Theoretical Implications
The results empirically validate the hypothesis that feature importance should be incorporated into representativeness and diversity metrics in ALR. The approach enables richer integration of model-dependent information into the active learning loop, potentially stimulating future work on theoretical guarantees relating to convergence, sample efficiency, and statistical consistency.
Extensions
The methodology is not limited to pool-based ALR for regression. It can be applied to stream-based ALR settings and classification tasks where inter-sample distance is used for diversity/representativeness estimation. However, methods relying solely on informativeness (uncertainty, disagreement) do not directly benefit, as feature weighting impacts only distance-based selection.
Conclusion
Incorporating feature weighting based on regression coefficients into pool-based sequential ALR algorithms yields consistent performance improvements in both single-task and multi-task settings, across a variety of datasets and model architectures.
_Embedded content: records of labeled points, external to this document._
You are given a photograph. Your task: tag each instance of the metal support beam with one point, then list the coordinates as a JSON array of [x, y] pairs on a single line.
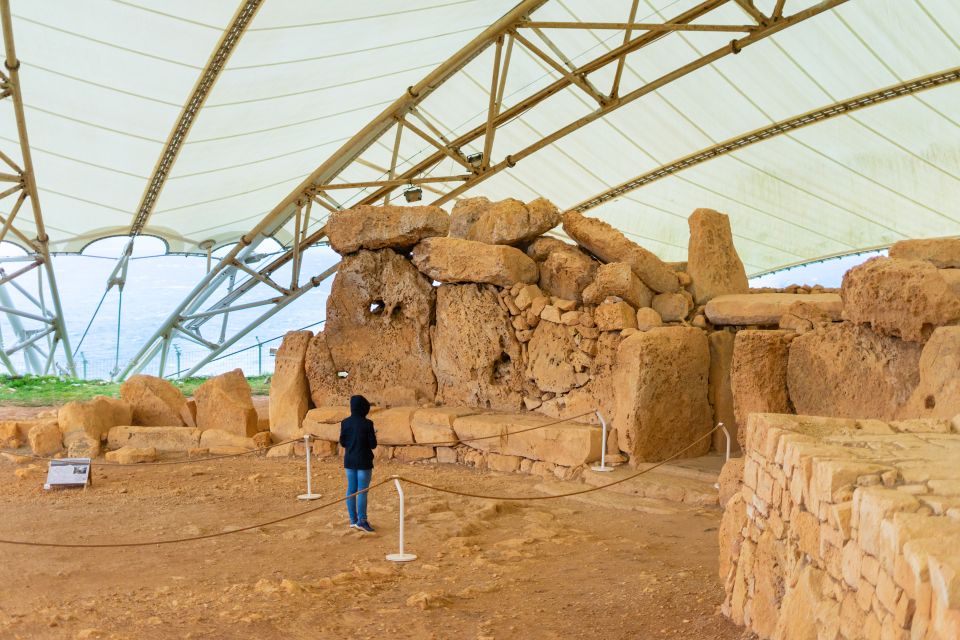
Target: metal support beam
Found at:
[[51, 324], [191, 108], [834, 110]]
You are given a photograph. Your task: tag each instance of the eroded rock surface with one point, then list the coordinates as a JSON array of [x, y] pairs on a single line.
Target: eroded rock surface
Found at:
[[476, 356], [610, 245], [903, 298], [454, 260], [380, 227], [850, 371], [155, 402], [377, 333], [713, 264], [661, 385], [289, 388]]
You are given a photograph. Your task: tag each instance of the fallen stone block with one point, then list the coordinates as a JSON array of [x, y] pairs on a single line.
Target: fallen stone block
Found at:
[[224, 402], [617, 279], [766, 309], [903, 298], [380, 227], [610, 245], [154, 402], [454, 260], [512, 222], [132, 455], [160, 438]]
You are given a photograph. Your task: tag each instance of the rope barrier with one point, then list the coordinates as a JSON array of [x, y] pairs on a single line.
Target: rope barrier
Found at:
[[339, 500], [94, 463]]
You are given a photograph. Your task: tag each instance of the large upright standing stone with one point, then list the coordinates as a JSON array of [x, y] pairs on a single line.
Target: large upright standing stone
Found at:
[[903, 298], [512, 222], [369, 227], [758, 374], [289, 388], [454, 260], [712, 260], [476, 357], [377, 334], [224, 402], [610, 245], [844, 370], [155, 402], [661, 385]]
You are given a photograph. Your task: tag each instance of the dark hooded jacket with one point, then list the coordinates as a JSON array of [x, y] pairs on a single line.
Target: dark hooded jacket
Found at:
[[357, 436]]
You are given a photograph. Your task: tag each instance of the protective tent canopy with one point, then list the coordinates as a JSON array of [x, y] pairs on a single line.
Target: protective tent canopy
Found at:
[[104, 81]]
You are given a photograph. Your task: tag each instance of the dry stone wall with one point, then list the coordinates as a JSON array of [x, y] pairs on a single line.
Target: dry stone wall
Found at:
[[844, 529]]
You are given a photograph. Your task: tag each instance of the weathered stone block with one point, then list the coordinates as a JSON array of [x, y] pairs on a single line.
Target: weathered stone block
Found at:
[[380, 227], [903, 298], [454, 260], [610, 245], [712, 261], [661, 384]]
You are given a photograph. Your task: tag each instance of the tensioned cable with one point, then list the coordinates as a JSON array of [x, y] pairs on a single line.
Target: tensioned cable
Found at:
[[371, 487]]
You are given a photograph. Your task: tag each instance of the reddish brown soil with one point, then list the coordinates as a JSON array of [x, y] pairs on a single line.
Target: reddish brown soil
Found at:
[[602, 566]]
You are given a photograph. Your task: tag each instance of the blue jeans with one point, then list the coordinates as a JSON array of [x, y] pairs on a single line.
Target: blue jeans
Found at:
[[357, 480]]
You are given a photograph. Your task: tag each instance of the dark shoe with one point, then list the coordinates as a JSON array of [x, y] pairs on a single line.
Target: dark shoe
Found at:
[[363, 525]]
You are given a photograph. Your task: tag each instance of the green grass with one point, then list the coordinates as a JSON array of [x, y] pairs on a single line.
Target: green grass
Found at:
[[39, 391]]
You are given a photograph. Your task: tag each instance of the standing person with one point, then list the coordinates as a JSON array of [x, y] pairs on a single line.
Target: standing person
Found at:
[[358, 440]]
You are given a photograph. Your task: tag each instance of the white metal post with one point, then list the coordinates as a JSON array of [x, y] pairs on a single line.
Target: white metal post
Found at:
[[309, 495], [603, 447], [400, 557]]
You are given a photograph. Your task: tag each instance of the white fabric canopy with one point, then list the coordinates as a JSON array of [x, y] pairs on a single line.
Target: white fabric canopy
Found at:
[[104, 81]]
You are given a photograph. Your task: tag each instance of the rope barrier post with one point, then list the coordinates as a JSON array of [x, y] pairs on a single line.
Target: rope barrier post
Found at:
[[400, 557], [603, 448], [309, 495]]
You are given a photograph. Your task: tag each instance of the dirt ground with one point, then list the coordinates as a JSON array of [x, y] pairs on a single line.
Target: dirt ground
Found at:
[[599, 566]]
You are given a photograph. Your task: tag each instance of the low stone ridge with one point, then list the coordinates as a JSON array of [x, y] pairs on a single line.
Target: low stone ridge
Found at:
[[477, 358], [610, 245], [567, 443], [902, 298], [512, 222], [661, 385], [380, 227], [712, 261], [94, 417], [181, 439], [617, 279], [938, 393], [225, 402], [565, 274], [289, 387], [844, 529], [155, 402], [455, 260], [758, 374], [377, 332], [845, 370], [766, 309], [943, 253]]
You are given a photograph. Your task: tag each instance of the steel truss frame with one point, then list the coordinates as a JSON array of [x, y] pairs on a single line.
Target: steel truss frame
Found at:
[[39, 346], [407, 115]]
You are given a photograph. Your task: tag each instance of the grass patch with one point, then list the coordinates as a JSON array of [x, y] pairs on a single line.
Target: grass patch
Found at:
[[41, 391]]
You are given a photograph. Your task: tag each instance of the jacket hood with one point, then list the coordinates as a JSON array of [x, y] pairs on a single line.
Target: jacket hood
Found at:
[[359, 406]]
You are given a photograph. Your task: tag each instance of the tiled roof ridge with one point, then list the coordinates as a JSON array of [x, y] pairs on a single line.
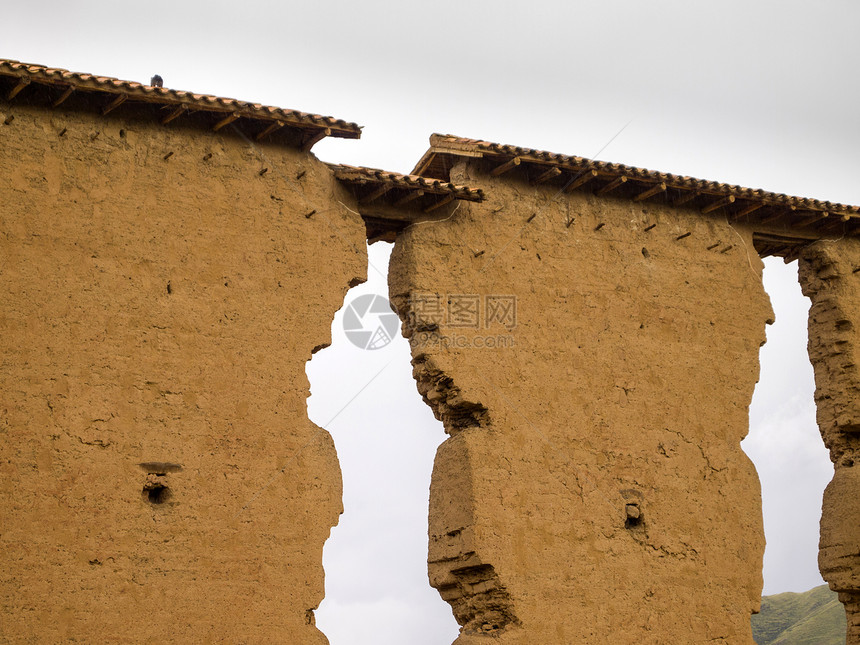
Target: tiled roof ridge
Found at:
[[447, 143], [134, 90], [356, 173]]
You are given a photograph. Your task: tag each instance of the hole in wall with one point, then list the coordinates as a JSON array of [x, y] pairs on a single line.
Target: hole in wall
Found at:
[[784, 442], [375, 561]]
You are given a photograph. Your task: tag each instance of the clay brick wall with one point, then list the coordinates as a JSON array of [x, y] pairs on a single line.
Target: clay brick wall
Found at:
[[829, 274], [593, 488], [160, 478]]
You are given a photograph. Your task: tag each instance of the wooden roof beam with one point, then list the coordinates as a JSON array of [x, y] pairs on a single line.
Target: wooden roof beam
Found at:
[[62, 99], [505, 167], [612, 185], [373, 195], [23, 82], [174, 114], [832, 222], [411, 196], [552, 173], [683, 199], [815, 217], [110, 107], [269, 129], [315, 138], [725, 201], [447, 199], [580, 180], [659, 188], [227, 120], [746, 210]]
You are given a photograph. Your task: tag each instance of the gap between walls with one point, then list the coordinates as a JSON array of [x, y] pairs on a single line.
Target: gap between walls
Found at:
[[375, 561]]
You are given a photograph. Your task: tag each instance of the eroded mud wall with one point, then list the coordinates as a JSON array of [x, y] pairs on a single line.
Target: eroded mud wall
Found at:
[[829, 274], [159, 309], [593, 489]]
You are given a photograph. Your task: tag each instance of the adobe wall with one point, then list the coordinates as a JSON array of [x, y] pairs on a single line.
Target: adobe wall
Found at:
[[829, 275], [157, 315], [592, 489]]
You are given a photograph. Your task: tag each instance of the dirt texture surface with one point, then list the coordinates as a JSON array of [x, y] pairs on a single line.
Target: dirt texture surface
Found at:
[[593, 488], [161, 294], [829, 274]]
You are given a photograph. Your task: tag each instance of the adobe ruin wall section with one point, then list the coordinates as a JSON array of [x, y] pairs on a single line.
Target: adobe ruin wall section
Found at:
[[829, 275], [161, 296], [593, 488]]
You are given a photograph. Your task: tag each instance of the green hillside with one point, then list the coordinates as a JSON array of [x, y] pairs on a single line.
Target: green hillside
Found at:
[[815, 617]]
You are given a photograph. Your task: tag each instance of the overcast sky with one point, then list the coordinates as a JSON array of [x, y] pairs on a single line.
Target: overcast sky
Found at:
[[763, 94]]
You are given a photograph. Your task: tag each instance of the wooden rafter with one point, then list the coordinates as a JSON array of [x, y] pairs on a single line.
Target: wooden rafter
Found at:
[[22, 83], [110, 107], [815, 217], [269, 129], [62, 98], [227, 120], [174, 114], [315, 138], [447, 199], [581, 180], [547, 175], [724, 201], [659, 188], [375, 194], [683, 199], [505, 167], [411, 196], [746, 210], [612, 185]]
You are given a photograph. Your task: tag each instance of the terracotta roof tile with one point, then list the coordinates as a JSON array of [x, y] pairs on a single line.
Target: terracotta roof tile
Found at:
[[374, 176], [166, 96], [452, 146]]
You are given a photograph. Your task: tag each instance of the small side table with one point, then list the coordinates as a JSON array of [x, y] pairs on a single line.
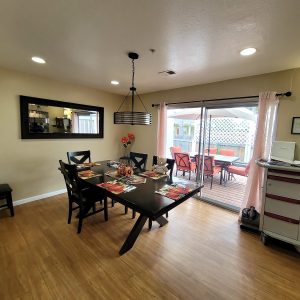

The approach addresses fundamental biases in sample selection, ensuring scale, unit, and redundancy invariance in distance metrics. Broader application to stream-based and classification ALR settings is straightforward wherever distance computations drive the selection protocol. The empirical evidence supports the adoption of feature weighting as a standard enhancement in practical ALR systems. Future avenues include theoretical analysis, integration into stream-based frameworks, and the study of sample weighting in cluster-based batch selection.